Dallben se irguió de nuevo y se volvió hacia Taran. En sus manos sostenía una espada.

Taran sintió que el corazón le daba un brinco. Cogió el arma ansiosamente, con las manos tan temblorosas que estuvo a punto de caérsele. Ni la vaina ni la empuñadura tenían el menor adorno: todo el arte de la espada se hallaba en sus proporciones y su equilibrio. Aunque era muy antigua, su metal brillaba con una luz clara y sin mácula, y la misma sencillez de sus líneas encerraba la hermosura de la auténtica nobleza. Taran le hizo una profunda reverencia a Dallben y, tartamudeando, le dio las gracias.

Dallben sacudió la cabeza.

—Que debas darme las gracias o no —dijo—, eso es algo que aún está por ver. Úsala con sabiduría —añadió—. Mi única esperanza es que no tengas ninguna razón para utilizarla.

—¿Cuáles son sus poderes? —le preguntó Taran, con los ojos ardiendo de emoción—. Debo saberlo ahora, para…
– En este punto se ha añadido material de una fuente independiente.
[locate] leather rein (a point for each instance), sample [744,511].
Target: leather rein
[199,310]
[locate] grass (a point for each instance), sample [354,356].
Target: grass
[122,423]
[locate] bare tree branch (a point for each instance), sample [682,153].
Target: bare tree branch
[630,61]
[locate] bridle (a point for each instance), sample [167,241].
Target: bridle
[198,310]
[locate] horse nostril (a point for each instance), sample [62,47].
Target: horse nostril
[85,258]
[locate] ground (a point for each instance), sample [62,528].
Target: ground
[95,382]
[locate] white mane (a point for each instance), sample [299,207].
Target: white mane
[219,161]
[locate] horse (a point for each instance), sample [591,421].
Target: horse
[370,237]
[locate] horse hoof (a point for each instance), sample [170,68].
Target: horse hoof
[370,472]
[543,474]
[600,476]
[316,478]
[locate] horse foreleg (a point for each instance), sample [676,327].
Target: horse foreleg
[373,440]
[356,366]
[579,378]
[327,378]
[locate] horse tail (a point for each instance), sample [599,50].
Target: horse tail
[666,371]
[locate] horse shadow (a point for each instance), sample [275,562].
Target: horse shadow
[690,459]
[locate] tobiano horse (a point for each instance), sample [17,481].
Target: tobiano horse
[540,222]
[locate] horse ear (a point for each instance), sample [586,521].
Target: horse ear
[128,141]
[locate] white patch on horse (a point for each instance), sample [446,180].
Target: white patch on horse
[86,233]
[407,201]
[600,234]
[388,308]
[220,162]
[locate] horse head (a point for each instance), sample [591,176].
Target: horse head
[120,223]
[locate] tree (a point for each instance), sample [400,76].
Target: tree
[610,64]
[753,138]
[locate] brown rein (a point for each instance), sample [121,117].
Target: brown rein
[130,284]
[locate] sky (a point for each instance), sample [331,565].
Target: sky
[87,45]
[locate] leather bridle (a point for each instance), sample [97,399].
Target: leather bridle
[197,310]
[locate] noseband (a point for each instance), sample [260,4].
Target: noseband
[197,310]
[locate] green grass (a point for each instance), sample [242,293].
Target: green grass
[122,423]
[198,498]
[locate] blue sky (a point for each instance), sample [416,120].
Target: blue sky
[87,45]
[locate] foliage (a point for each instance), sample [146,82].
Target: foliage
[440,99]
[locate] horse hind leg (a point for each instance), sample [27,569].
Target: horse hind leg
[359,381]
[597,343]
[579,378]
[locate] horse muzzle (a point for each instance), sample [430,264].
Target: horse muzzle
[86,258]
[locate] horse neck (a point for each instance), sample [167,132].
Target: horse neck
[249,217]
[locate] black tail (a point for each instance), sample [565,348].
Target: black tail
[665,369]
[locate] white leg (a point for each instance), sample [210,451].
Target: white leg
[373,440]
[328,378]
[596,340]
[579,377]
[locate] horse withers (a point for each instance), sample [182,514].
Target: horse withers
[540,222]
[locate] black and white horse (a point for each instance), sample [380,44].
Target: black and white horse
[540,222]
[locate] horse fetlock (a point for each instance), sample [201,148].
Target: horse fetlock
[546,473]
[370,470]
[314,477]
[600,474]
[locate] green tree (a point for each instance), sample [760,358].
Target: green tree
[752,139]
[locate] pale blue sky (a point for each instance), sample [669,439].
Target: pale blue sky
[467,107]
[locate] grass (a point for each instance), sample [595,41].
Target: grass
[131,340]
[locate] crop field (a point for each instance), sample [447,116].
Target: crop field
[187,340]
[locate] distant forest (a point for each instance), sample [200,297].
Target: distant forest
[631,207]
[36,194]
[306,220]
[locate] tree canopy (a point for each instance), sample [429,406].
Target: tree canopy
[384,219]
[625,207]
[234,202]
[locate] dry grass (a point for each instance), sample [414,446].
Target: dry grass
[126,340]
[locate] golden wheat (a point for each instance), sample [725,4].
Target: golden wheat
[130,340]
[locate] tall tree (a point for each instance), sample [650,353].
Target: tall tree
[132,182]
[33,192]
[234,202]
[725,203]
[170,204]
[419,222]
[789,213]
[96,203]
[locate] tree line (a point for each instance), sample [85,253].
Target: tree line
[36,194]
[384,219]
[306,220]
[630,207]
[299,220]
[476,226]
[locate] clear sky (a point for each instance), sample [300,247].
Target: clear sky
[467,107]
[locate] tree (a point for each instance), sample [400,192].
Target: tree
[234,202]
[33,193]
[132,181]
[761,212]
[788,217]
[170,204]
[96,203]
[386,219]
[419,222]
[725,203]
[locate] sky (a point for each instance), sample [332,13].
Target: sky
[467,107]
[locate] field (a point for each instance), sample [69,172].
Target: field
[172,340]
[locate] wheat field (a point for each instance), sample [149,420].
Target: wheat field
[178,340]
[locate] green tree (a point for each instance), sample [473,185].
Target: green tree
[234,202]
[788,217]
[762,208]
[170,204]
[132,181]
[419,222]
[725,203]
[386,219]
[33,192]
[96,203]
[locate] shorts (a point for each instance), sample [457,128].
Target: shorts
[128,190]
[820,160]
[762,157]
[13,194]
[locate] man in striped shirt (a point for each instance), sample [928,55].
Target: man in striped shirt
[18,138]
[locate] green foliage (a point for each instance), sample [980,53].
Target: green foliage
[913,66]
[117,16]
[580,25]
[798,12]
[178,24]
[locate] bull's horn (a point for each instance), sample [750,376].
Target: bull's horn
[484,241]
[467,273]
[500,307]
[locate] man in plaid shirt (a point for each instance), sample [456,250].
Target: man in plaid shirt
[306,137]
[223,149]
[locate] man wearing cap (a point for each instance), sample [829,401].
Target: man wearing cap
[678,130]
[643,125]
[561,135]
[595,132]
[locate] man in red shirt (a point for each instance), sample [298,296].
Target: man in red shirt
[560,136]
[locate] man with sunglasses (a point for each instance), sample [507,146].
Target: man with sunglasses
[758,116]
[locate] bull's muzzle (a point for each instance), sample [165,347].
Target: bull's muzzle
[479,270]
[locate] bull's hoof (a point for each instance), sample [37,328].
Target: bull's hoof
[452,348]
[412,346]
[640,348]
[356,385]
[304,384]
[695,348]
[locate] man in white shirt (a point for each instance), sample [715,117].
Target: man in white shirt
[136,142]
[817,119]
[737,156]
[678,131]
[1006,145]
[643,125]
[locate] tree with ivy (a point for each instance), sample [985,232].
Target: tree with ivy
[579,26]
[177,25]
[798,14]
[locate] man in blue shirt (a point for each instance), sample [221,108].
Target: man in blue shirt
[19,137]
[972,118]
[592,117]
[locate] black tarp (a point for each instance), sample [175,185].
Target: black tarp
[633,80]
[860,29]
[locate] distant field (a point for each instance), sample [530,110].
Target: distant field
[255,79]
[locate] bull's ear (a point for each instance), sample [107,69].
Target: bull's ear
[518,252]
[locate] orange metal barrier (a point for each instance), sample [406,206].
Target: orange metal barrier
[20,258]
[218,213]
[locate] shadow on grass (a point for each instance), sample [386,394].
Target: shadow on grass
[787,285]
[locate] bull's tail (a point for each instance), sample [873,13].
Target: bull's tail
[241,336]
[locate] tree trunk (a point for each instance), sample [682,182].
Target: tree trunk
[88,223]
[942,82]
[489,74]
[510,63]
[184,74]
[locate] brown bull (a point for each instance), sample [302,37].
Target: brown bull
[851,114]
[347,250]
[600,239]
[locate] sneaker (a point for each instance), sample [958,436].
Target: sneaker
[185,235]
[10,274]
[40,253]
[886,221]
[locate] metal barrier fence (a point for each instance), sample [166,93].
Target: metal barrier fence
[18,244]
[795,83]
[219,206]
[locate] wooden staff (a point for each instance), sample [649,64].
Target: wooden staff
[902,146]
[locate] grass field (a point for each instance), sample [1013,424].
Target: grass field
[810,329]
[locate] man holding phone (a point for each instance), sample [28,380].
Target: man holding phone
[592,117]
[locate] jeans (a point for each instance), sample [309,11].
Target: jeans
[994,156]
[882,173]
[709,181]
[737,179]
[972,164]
—¿Sus poderes? —le replicó Dallben con una triste sonrisa—. Mi querido muchacho, se trata de un trozo de metal que ha sido golpeado con un martillo hasta darle una forma más bien poco atractiva. Mejor habría quedado como azada para el huerto o como reja de un arado. ¿Sus poderes? Como todas las armas, son únicamente los de quien la esgrime. En cuanto a cuáles puedan ser los tuyos, debo confesar mi ignorancia al respecto.

»Será mejor que nos despidamos ahora —acabó, posando su mano sobre el hombro de Taran.

Por primera vez Taran se dio cuenta de lo viejo que era el rostro del mago y de cómo las preocupaciones lo habían llenado de arrugas.

—Prefiero no volver a verte antes de la partida —prosiguió Dallben—. Ah, las partidas son algo de lo que muy alegremente prescindiría… Además, luego tu cabeza estará demasiado ocupada con otros asuntos y se te olvidaría todo lo que pudiera decirte. Ahora vete e intenta convencer a la princesa Eilonwy de que te la ciña. Ya que tienes espada —suspiró—, supongo que harás bien cumpliendo con el resto de las formalidades.